Facile synthesis of CoxFey@C nanocomposite fibers derived from pyrolysis of cobalt/iron chelate nanowires for strong broadband electromagnetic wave absorption

Abstract

Nowadays, constructing electromagnetic wave (EMW) absorbing materials with high absorption strength and wide response frequency is an urgent demand and also a challenge. In this work, the bimetallic organic precursors of cobalt/iron nitrilotriacetic acid chelate nanowires (Co/Fe-NTAC) were prepared by one-step hydrothermal self-polymerization strategy. Then, the CoxFey@C nanocomposite fibers with different Co/Fe atomic ratios were synthesized by directly calcining the Co/Fe-NTAC precursors.

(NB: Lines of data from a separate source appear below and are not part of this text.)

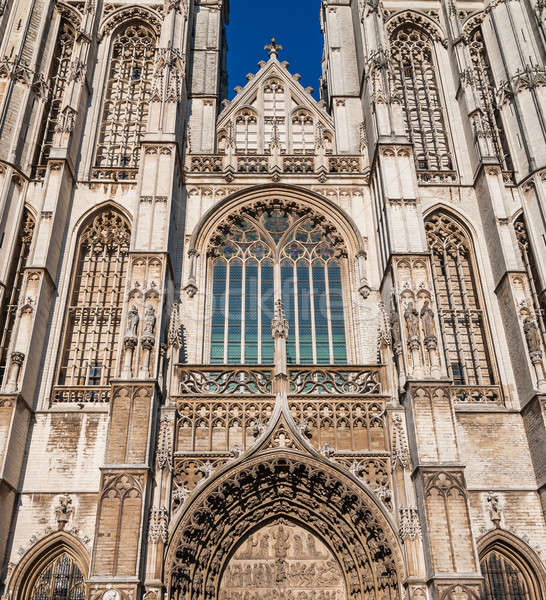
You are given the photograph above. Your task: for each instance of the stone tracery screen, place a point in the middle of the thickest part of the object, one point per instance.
(273, 252)
(282, 561)
(461, 314)
(127, 99)
(59, 76)
(415, 82)
(94, 314)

Notably, when the atomic ratio of Co/Fe is 1:1, the sample exhibits high-efficient microwave absorption performance with the minimum reflection loss (RL) of −117.8 dB, whose effective absorption bandwidth (EAB, RL ≤ −10 dB) reaches up to 12.6 GHz (5.4–18 GHz) at the same thickness. The outstanding EMW attenuation properties are attributed to the strong magnetic loss, multiple heterogeneous interface polarizations, synergistic effects between magnetic cores and dielectric shells, as well as optimal impedance matching. Especially, the heterointerfaces polarization behavior and ferromagnetic coupling effect were verified by High-Frequency Structure Simulator (HFSS). The Radar Cross-Sectional (RCS) values of the optimized sample are all lower than −10 dBm2 in the range of −60° < θ < 60°, which can achieve almost full-angle coverage in the practical environment. This work provides inspiration and strategy for the facile construction of high-intensity and ultra-wideband EMW absorbers.